The work was prominently displayed in The Royal Academy’s Summer Exhibition 2018, after originally being turned down for the show when Banksy submitted the work under the pseudonym Bryan S. Gaakman, a play on the words “Banksy anagram”. Banksy summarized this episode on his Instagram account…
Vote to Love was ironically priced at GBP 350 million in the exhibition catalogue.
Another strong political statement from Banksy which is a direct reference to the infamous Vote Leave Bus which claimed Brexit would save the NHS an extra GBP 350 million a week.
Following the sale of Banksy’s Devolved Parliament in October 2019, a monumental work of biting satire, the creation of Vote to Love further exemplifies the artist’s penchant for disturbing and disrupting the status-quo. Striking and pertinent in its immediacy, Vote to Love encapsulates Banksy’s interrogative and anti-establishmentarian practice.

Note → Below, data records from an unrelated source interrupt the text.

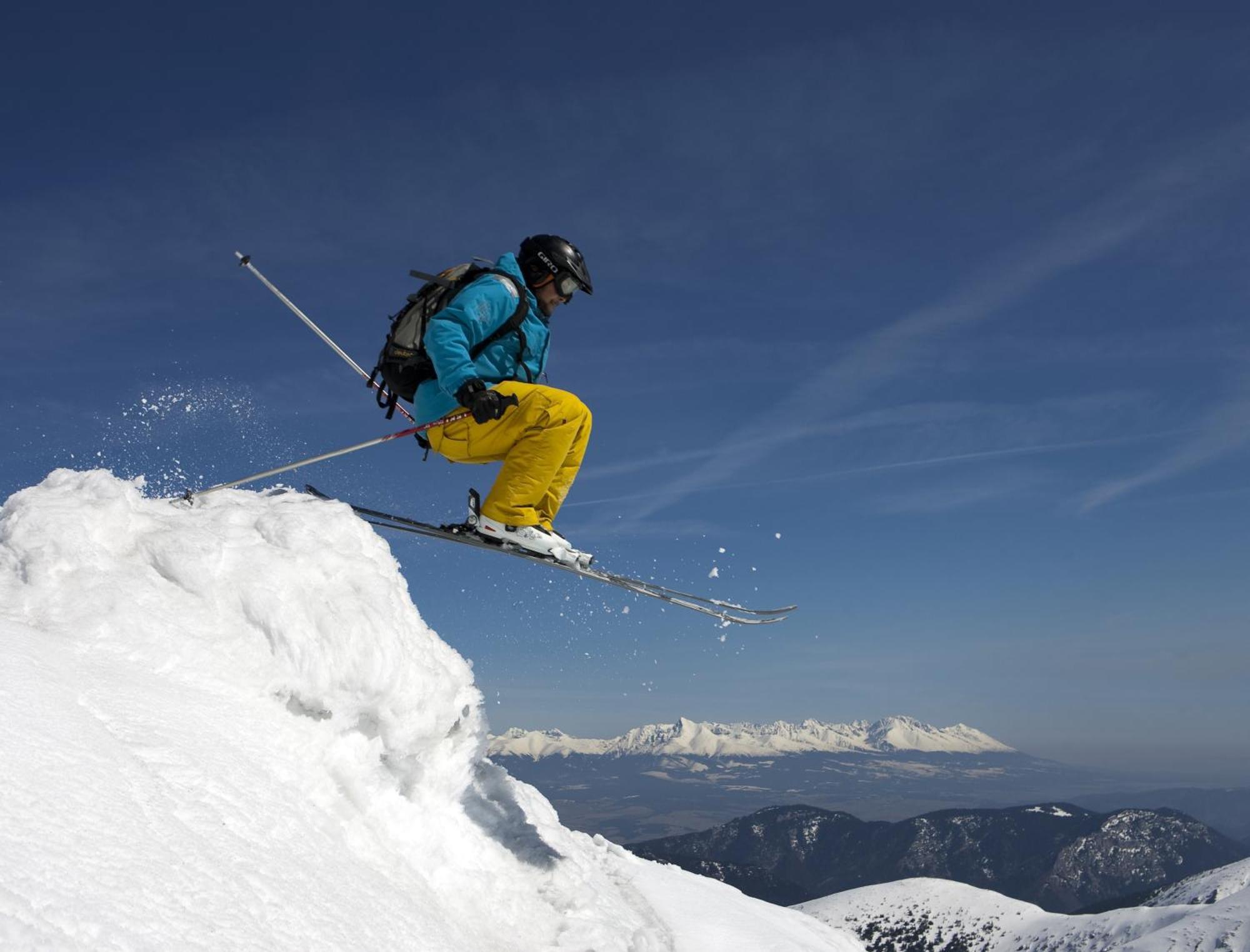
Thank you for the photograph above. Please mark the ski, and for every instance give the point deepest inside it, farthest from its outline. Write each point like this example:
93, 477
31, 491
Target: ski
716, 608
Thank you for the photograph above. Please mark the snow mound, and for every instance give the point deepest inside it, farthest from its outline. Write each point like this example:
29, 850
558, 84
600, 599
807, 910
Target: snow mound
227, 726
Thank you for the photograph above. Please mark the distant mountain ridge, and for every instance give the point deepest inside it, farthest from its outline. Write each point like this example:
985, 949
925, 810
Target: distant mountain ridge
1058, 856
704, 739
927, 915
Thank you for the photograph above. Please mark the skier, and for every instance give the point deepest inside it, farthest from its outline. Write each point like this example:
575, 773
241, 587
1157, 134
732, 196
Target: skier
541, 442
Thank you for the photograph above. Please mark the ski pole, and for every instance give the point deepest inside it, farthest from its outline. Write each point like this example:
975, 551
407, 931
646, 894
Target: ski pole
191, 497
246, 262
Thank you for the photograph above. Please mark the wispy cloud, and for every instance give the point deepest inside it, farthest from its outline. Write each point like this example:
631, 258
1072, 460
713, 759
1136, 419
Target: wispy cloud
997, 454
891, 352
953, 495
1222, 432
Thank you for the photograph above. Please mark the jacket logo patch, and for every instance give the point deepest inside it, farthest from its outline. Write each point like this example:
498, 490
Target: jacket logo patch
512, 292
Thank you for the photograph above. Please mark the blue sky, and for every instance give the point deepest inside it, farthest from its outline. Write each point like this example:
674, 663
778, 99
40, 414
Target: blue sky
952, 299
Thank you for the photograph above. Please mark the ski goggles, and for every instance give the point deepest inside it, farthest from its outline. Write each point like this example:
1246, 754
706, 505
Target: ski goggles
566, 285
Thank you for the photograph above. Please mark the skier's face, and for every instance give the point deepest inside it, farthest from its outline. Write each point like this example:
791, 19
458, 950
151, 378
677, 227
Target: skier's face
549, 298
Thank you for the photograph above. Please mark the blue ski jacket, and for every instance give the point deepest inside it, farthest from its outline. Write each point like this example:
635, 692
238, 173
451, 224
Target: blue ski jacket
474, 315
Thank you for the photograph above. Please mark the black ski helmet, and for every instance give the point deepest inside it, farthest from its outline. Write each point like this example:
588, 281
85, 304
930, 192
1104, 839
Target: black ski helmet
544, 255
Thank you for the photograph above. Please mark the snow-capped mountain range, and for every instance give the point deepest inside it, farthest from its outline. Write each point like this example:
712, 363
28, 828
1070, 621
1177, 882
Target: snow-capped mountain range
227, 726
926, 915
704, 739
1056, 855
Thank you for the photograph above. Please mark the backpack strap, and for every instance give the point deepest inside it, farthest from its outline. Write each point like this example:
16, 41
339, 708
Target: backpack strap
512, 324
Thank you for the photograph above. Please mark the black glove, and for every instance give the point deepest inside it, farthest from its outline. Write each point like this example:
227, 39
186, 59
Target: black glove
484, 404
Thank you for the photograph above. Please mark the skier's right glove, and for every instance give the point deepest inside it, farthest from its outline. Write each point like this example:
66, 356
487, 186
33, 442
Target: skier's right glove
482, 402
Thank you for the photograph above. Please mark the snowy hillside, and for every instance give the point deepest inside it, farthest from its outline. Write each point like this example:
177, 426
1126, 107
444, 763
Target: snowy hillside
943, 916
1208, 888
702, 739
228, 728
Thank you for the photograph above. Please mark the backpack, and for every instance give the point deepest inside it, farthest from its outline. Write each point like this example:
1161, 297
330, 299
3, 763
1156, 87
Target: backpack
404, 363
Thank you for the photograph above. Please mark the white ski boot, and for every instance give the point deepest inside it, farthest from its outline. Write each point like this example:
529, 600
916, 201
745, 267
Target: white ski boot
533, 539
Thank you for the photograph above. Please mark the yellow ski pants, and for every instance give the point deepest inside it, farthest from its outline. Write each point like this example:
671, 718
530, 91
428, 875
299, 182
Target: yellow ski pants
542, 443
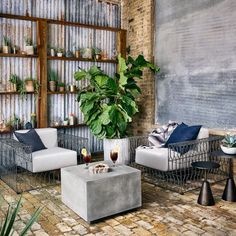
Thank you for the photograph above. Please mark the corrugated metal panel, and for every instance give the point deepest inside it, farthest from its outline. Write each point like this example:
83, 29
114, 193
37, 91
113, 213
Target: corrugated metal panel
83, 11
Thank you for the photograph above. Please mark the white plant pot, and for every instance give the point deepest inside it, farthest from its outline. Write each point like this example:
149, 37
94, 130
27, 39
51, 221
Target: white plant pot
124, 149
29, 50
227, 150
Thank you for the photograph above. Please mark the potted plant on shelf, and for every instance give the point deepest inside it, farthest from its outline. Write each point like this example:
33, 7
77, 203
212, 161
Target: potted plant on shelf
108, 104
53, 79
60, 52
87, 53
29, 48
61, 87
14, 80
66, 121
97, 53
228, 144
29, 84
6, 45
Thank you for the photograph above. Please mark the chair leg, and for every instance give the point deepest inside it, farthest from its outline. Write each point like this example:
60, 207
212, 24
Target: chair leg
205, 197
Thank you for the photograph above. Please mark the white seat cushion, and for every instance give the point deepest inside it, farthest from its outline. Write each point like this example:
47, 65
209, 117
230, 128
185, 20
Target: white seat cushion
52, 159
47, 135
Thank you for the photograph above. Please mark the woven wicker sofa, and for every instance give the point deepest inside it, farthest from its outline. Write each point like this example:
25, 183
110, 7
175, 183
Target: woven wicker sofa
25, 170
171, 168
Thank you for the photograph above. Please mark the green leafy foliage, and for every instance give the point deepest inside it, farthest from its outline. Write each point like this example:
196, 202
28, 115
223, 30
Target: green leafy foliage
6, 227
108, 104
229, 141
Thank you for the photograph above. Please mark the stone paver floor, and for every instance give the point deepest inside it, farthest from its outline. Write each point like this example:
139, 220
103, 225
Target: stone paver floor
163, 213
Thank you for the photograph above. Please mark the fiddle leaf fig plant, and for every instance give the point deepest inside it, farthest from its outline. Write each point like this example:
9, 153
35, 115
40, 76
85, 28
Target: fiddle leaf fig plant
108, 104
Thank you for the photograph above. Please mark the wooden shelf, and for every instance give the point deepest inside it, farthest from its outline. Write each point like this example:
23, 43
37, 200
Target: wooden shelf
67, 126
59, 22
17, 55
9, 93
81, 59
66, 92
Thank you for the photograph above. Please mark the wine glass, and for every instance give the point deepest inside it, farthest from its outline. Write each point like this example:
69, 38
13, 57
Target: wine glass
114, 156
87, 159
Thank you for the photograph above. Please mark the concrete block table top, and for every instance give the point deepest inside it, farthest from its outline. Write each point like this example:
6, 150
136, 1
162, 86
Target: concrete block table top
95, 196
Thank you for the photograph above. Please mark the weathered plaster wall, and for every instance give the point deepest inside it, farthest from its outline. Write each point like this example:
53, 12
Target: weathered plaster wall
195, 48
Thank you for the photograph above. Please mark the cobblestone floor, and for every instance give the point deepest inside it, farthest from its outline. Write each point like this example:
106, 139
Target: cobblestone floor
163, 213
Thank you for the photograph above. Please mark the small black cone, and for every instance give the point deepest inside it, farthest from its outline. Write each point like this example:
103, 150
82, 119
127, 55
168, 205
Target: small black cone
229, 191
205, 197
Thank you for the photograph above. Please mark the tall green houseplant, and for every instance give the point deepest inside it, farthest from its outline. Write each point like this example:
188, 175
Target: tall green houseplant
108, 104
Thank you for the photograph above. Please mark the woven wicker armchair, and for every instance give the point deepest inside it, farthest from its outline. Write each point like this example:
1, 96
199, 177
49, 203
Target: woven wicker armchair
175, 171
25, 170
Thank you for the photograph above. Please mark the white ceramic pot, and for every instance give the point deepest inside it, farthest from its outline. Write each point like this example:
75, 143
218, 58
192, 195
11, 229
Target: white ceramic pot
227, 150
124, 149
29, 50
6, 49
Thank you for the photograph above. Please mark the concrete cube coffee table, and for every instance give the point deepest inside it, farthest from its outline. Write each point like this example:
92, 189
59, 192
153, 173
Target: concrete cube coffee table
95, 196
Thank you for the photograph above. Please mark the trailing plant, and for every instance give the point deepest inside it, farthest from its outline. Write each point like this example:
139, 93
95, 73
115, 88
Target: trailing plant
108, 104
14, 79
28, 42
6, 228
229, 141
61, 84
6, 41
52, 76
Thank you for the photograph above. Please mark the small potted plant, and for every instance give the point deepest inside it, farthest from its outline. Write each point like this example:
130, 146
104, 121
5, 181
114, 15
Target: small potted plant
14, 80
77, 52
61, 87
87, 53
52, 78
66, 121
29, 84
228, 144
52, 51
6, 45
97, 53
60, 52
29, 48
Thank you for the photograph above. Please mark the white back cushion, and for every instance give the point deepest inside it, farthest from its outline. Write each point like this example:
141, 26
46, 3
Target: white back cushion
203, 133
47, 135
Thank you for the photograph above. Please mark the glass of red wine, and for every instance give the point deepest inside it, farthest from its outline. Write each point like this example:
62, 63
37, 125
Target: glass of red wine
114, 157
87, 159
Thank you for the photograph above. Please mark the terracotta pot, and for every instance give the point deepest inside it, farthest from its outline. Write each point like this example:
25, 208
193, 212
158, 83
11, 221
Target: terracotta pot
52, 86
29, 50
6, 49
61, 89
29, 86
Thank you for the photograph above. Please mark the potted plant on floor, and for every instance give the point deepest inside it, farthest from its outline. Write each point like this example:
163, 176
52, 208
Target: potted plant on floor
53, 79
6, 45
29, 48
228, 144
108, 104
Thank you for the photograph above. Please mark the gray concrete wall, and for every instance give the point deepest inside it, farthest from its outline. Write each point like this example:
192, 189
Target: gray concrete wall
195, 47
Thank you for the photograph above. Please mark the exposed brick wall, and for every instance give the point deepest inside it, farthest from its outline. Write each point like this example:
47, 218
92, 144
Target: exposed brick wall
137, 19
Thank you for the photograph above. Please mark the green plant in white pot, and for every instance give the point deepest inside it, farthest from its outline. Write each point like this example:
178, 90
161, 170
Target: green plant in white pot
108, 104
228, 144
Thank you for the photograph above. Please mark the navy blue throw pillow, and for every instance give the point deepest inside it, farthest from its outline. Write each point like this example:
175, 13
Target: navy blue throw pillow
183, 133
31, 138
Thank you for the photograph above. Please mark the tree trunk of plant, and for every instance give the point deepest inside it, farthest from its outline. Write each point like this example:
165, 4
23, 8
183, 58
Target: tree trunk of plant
124, 149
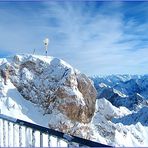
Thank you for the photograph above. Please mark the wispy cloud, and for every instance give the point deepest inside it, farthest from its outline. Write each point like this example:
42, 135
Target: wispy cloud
95, 37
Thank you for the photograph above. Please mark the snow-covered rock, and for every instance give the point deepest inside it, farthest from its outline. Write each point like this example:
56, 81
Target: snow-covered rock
54, 85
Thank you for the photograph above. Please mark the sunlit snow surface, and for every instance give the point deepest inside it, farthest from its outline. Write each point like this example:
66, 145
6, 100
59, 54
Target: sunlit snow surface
110, 125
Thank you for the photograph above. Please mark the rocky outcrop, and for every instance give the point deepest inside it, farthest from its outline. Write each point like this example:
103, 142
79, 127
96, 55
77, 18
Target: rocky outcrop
55, 85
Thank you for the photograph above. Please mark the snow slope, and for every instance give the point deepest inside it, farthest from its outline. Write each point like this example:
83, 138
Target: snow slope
112, 125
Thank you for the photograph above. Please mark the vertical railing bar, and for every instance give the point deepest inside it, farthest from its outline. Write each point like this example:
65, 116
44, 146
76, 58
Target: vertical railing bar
13, 135
20, 136
4, 134
41, 139
58, 142
9, 134
33, 138
49, 144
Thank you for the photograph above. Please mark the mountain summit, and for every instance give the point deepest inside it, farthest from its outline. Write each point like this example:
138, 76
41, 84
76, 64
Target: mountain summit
54, 85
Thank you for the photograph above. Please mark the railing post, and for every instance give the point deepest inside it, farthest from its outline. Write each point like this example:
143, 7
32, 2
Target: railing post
4, 134
0, 132
13, 135
49, 144
33, 138
26, 136
41, 139
20, 136
9, 134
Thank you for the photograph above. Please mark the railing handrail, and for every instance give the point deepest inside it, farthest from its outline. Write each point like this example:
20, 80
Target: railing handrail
52, 132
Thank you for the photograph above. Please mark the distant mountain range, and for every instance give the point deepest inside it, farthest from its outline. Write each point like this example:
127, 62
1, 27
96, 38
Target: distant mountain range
130, 91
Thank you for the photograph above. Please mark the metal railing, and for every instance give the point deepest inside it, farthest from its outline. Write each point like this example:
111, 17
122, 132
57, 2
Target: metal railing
19, 133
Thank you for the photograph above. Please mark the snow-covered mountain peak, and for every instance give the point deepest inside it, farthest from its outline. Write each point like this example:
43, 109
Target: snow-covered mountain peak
54, 85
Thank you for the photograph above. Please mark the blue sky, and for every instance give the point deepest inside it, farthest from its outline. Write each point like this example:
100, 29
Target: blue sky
98, 38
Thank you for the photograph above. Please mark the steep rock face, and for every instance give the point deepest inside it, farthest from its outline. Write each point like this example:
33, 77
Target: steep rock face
123, 90
55, 85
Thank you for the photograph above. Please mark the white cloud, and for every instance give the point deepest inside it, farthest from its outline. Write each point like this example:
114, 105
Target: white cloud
95, 39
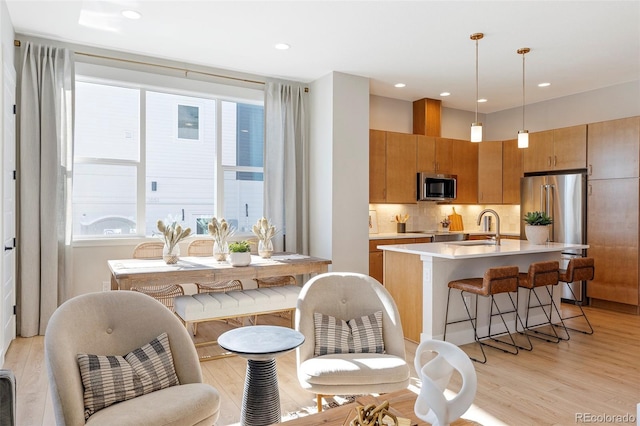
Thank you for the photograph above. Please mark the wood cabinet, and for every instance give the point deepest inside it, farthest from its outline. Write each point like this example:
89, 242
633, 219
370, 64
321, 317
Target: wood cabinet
512, 171
376, 255
465, 167
392, 167
612, 235
435, 155
558, 149
614, 148
490, 176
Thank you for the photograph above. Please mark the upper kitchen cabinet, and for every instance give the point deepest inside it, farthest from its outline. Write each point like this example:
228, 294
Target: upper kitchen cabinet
435, 155
490, 175
512, 171
392, 167
615, 248
558, 149
465, 167
613, 148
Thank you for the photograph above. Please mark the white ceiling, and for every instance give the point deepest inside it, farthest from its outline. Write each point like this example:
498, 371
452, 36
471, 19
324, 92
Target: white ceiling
577, 46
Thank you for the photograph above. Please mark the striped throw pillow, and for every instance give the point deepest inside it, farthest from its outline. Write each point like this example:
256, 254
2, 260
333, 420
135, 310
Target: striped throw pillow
108, 379
358, 335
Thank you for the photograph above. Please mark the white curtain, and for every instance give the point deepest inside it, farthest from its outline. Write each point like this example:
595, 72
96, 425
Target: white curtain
286, 178
44, 177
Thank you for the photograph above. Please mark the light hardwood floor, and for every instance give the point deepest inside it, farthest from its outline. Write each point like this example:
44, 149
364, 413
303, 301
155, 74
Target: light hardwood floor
587, 375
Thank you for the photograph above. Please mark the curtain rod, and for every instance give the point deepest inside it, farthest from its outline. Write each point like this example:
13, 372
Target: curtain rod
186, 71
17, 43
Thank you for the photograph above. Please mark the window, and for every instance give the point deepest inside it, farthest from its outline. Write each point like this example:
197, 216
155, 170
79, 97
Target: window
141, 155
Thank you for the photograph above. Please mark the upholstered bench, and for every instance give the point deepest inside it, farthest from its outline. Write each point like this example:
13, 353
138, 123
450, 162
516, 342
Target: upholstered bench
203, 307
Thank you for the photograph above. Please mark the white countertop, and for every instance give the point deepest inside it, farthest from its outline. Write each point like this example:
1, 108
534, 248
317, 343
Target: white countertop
428, 234
474, 248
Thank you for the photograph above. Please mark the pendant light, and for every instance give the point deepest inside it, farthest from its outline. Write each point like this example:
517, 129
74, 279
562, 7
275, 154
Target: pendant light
523, 135
476, 127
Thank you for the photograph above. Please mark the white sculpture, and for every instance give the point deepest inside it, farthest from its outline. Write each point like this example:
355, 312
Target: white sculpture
431, 405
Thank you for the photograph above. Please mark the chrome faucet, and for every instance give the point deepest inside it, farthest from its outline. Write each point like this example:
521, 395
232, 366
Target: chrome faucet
497, 222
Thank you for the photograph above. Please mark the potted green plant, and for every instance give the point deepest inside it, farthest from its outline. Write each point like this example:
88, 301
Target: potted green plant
239, 253
537, 227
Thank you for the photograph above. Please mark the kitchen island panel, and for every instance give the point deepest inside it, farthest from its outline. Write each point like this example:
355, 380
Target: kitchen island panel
406, 290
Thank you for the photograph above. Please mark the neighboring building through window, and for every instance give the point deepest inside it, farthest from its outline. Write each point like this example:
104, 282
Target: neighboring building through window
143, 155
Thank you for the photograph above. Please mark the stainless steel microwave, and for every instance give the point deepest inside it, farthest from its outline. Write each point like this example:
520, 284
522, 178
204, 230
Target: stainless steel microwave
432, 187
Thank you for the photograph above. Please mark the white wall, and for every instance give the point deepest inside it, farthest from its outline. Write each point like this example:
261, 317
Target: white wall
604, 104
608, 103
7, 267
340, 171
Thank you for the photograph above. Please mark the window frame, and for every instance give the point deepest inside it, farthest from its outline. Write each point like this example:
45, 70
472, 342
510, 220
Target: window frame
173, 86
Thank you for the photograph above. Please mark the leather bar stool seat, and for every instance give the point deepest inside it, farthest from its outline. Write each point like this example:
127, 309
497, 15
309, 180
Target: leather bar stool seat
503, 279
578, 269
547, 275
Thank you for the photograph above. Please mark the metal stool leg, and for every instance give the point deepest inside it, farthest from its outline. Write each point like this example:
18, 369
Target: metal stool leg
581, 314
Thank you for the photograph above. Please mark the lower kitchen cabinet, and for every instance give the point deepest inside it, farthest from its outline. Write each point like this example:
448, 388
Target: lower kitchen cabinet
376, 264
612, 235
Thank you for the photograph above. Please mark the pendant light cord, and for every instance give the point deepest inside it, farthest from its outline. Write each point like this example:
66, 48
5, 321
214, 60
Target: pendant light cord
477, 93
523, 93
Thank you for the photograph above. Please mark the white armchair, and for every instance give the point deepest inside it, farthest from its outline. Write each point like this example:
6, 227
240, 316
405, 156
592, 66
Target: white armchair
349, 296
117, 323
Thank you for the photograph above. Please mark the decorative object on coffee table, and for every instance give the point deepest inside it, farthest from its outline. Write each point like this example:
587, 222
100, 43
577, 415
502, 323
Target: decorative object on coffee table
372, 415
171, 235
265, 231
221, 232
239, 253
537, 227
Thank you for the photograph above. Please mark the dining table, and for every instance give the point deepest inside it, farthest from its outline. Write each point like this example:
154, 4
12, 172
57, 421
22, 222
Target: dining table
128, 273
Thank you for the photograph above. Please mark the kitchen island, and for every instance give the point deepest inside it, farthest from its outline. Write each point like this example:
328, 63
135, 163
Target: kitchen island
417, 275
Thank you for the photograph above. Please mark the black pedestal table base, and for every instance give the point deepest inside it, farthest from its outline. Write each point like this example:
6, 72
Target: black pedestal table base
261, 399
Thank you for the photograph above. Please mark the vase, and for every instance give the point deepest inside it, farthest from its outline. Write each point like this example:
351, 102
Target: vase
220, 250
239, 258
536, 234
265, 248
171, 255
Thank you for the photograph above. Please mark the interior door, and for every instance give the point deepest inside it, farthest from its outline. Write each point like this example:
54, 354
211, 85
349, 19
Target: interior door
8, 289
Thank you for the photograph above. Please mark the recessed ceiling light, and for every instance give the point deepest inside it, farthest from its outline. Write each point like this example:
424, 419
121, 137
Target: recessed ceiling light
131, 14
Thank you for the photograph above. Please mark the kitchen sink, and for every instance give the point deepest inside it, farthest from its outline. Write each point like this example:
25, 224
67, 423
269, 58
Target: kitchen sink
474, 243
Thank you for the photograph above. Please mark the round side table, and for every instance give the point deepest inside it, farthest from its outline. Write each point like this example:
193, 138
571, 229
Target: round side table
260, 345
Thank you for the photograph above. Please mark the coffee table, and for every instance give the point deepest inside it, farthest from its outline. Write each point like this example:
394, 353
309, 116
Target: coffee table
260, 345
400, 404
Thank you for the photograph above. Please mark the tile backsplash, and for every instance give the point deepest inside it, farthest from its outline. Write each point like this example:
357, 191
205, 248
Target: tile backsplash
428, 215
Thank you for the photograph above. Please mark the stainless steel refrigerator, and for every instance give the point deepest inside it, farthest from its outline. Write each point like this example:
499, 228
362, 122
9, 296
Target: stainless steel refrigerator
564, 198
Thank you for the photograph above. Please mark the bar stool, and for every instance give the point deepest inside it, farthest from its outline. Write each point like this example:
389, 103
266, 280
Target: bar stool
578, 269
503, 279
542, 274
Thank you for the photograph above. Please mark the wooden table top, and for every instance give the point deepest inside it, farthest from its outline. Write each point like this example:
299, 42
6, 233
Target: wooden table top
400, 404
126, 273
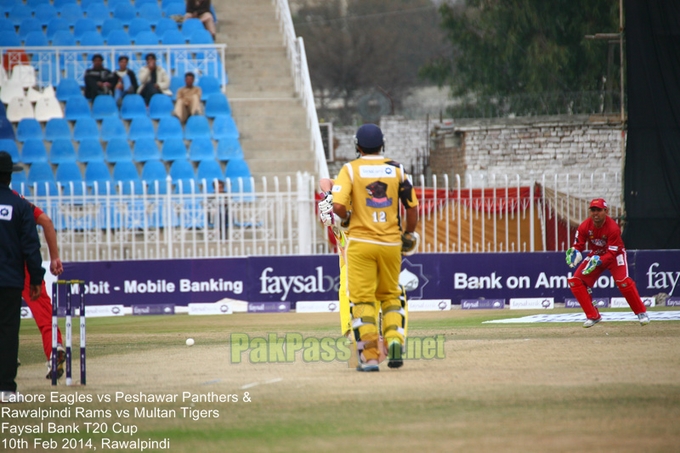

The heart shaped balloon is an important image within Banksy’s oeuvre and, as such, rich in symbolism… It all started with his iconic Girl with Balloon (2002) who was also used worldwide for the #withSyria campaign in 2014.
The first Love Heart Balloon with plaster appeared at Art in the Streets, the seminal street art museum exhibit at MOCA, in Los Angeles in 2011, curated by Jeffrey Deitch.
Credit Photo: Birdman
Love Hurts was then painted in the streets of New York in 2013 during Banksy‘s artistic residency Better Out than In.
And a painted canvas with the Heart Balloon was then sold in 2014 to support the Haitian Charity Auction for USD 650,000.
This was followed by the release of a revisited version of the Girl With Balloon featuring a heart with the Union Jack flag for the UK Elections in June 2017, which was later recalled due to criminal offence.